During his trip to the Peabody, Sipe left a few offerings among the life-masks. One was a small patch of beadwork, in honor of his great aunt, a master beader, and her great grandmother, who was shot at the Sand Creek Massacre of 1864. The other was a bundle that included a swath of nylon, a favorite of his mother, and a hide, to represent the buffalo and deer, providers of life—or, as Sipe liked to call them “a walking supermarket”—a sprig of cedar, sage, and a pipe. As BigFoot explained it, “the Cheyenne are ruled by the pipe, that is their law. Men use the pipe in ceremony to establish how they will proceed.” As long as the masks are separated from their families, the offerings from their families will sit beside them and accompany them on their journey.
The Ft. Marion life-masks aren’t technically subject to the terms of the 1990 Native American Grave Protection and Repatriation Act (NAGPRA) which legislates, among other things, the return of Native American cultural items—from human remains to sacred objects—from federally-funded agencies, often museums, back into the hands of lineal descendants or tribal authorities. The masks were, from the outset, commissioned and owned by the Smithsonian, not created by indigenous people. Indeed, the aesthetic of hyper-specific facial physiognomy stands in stark opposition to the 19th century Plains Indian artistic tradition—evidenced in the ledger art—of depicting faces generically (individuals were identified by their clothing and shield design). And yet there can hardly be a more personal effect: When you meet the faces of life-masks you are uncannily in the presence of that person.
I asked BigFoot if she wanted to bring the masks of her three ancestors into her family’s possession. “Yes, I want them back,” she told me, without hesitation. “But there is a question here that is not resolved for us either: where would they live? Or is this something we would need to bury?”
Though the life-masks live in museum storage, they are far from neglected. The history of the masks at the Peabody speaks to changing curatorial values. For decades they lived in unremarked oblivion. At some unknown point, one of the museum workers even covered the stored masks with a sheet, out of respect. But these days, with the NAGPRA conversations of the 1990s opening new relationships with descendants—leading up to the John Sipe-led formal ceremony in 2007—the Ft. Marion life-masks have come to sit on more solid ground.
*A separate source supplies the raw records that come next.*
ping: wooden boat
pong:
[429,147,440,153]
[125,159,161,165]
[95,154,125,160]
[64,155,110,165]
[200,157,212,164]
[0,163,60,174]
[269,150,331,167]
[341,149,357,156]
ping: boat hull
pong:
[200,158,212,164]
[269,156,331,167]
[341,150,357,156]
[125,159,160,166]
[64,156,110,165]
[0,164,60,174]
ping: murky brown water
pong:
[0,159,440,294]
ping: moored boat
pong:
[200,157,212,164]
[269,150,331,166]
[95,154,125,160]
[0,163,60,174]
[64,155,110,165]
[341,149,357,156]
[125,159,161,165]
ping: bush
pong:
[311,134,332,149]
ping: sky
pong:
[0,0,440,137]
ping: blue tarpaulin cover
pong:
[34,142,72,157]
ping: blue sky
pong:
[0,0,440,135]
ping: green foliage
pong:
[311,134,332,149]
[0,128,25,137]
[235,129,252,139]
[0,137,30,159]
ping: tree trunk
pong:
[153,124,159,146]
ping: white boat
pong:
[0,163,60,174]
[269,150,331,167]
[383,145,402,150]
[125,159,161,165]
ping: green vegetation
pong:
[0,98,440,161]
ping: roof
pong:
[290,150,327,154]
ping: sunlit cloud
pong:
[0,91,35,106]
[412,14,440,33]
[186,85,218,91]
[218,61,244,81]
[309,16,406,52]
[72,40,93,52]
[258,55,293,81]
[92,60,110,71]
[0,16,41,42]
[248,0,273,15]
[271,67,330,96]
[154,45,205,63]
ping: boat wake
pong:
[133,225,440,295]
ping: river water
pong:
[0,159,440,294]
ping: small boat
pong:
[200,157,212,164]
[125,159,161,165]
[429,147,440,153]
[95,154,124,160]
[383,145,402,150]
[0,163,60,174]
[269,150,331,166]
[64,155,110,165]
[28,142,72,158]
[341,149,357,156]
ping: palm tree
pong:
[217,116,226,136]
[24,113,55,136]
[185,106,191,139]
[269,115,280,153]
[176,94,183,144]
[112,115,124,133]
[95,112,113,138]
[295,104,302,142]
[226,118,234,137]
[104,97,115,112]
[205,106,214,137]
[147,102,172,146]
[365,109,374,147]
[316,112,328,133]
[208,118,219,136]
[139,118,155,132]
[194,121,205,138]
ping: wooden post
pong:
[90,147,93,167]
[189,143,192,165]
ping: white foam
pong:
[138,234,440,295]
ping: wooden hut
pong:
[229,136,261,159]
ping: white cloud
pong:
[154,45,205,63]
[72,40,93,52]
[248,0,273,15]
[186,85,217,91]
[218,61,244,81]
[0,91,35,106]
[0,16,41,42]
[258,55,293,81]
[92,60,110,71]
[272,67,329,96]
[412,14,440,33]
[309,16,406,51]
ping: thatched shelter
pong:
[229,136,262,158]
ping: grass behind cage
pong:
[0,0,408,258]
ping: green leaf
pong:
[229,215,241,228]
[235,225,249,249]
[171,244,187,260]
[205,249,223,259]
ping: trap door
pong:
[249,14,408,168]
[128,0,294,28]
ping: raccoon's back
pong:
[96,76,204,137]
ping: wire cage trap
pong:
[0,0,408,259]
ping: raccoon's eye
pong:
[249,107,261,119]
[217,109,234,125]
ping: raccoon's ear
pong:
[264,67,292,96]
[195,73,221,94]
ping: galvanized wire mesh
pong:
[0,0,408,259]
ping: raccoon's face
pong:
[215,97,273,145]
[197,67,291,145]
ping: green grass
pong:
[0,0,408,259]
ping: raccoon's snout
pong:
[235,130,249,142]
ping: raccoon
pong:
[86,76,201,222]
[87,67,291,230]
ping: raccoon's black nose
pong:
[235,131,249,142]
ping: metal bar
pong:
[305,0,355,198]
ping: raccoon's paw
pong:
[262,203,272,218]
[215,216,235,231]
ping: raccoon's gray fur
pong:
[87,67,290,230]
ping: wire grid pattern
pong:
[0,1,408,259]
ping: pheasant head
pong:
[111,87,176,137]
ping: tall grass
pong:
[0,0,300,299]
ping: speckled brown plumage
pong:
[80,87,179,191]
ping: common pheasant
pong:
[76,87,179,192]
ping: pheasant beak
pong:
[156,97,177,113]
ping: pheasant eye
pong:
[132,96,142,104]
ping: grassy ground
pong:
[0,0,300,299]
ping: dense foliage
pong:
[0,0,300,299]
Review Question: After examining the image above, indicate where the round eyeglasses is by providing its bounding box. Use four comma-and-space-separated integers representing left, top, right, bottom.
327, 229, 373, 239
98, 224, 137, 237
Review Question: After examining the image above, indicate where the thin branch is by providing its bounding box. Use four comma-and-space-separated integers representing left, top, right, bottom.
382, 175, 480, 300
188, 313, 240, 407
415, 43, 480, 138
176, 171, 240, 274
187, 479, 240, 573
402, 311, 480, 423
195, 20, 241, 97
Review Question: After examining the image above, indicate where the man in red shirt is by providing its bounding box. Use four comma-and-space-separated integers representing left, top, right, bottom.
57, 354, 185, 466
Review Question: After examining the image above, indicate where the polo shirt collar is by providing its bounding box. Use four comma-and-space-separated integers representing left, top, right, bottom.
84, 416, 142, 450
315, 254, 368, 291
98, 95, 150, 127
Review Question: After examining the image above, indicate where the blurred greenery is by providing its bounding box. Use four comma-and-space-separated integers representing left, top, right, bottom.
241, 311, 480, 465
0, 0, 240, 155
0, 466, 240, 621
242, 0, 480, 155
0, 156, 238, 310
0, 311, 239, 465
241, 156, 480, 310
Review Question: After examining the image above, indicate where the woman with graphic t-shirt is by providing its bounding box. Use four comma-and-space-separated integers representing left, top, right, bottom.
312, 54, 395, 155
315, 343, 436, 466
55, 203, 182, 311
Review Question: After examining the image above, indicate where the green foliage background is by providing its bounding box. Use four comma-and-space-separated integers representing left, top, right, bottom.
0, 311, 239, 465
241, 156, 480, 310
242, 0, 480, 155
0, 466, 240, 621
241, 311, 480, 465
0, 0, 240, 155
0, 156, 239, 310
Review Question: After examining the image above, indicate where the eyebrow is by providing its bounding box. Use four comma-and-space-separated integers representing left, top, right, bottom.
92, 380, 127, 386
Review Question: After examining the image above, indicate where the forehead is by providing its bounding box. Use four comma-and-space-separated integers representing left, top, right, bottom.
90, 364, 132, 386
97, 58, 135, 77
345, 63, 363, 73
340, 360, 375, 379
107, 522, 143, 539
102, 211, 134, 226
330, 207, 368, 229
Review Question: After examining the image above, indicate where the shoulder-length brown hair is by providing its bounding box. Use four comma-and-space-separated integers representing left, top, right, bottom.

Today the masks are handled with special protocols. Unlike many museum objects in storage, which can be transported to other locations—often as part of academic instruction—the masks are not to be moved. They are carefully organized by tribe and by family, facing one another across the three-foot aisle; no other object is permitted to be placed between them. The masks are each identified on the shelf, as though on display, by a card that lists the names, and brief biographical and tribal identifiers. The offerings left by Sipe, and other descendants, are placed next to them, where they will sit in perpetuity.
One of the clearest examples of the Peabody Museum’s current view of its role, as custodians of the sacred, is the marking of its storage space with cardinal directions, which are stenciled in paint as N, S, E, W on its walls. (The new signage emerged from 1990s NAGPRA conversations, at the behest of indigenous respondents, who requested that the directions be made known in accordance with their traditions.)
As an outsider, I can attest that these orientations had an immediate and powerful effect, creating a kind of heightened awareness in me. Behind the “S” painted on the wall, down in Florida, is the spot where the Ft. Marion captives sat, with their eyes closed, as Clark Mills applied casting materials to their faces. But a turn to the right, to the west, brings you face to face with the Plains, where John Sipe’s great-great-grandparents, Medicine Water and Mochi were born and raised, the place where many of their descendants still live and continue to share their stories.